Following an order of the Supreme Court, the temple -- dedicated to Lord Ayyappa -- is set to open for devotees, including women, at 5pm on Wednesday.
Here are some facts and controversies about the historic temple:
• An estimated 3.5 crore pilgrims visited the shrine in 2016 and the total revenue collection of the Lord Ayyappa temple for the 2016-17 festival season was Rs 243.69 crore, according to the government.
• The hill-top shrine is nestled in Western Ghats in Pathanamthitta district, about 3000 feet above sea level.
• Devotees from across the country visit the hill shrine during the festival season between November and January every year.
• The journey to the temple is arduous as vehicles can go only up to the Pamba hilltop.
• The pilgrims are supposed to fast for 41 days to cleanse their minds before going to Sabarimala.

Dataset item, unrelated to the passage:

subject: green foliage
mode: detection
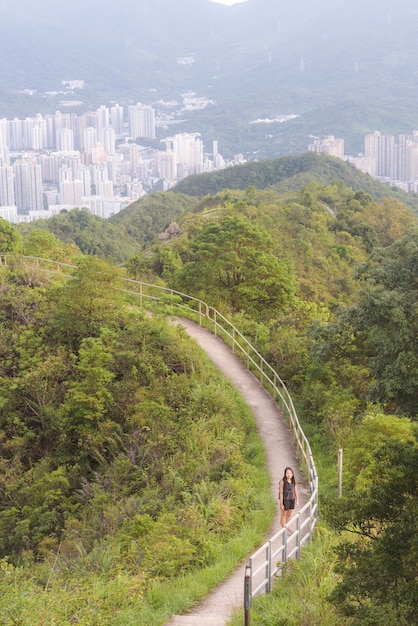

• It is believed that Hindu God Ayyapa meditated in Sabarimala after killing the powerful demon Mahishi. Another tale says that ‘Parasurama Maharshi’ lifted Kerala from the sea by throwing his axe and installed the idol of Ayyappa at Sabarimala.
• For years there were restrictions on the entry of women in the age group of 10 to 50 years in the shrine because the presiding deity Lord Ayyappa is considered to be a ‘naishtika brahmachari’ (perennial celibate).
• Jayamala, a Kannada actor, claimed in 2006 that she had entered the sanctum sanctorum and touched the idol of the presiding deity in Sabarimala. With the incident leading to a storm, the Kerala government had then ordered a crime branch probe but the case was later dropped.
• The temple has witnessed two major stampedes that have claimed over 200 lives. On January 14, 1999, a stampede on the foothills of Sabarimala killed 53 and another 104 pilgrims died on Makara Jyothi Day at Sabarimala in 2011.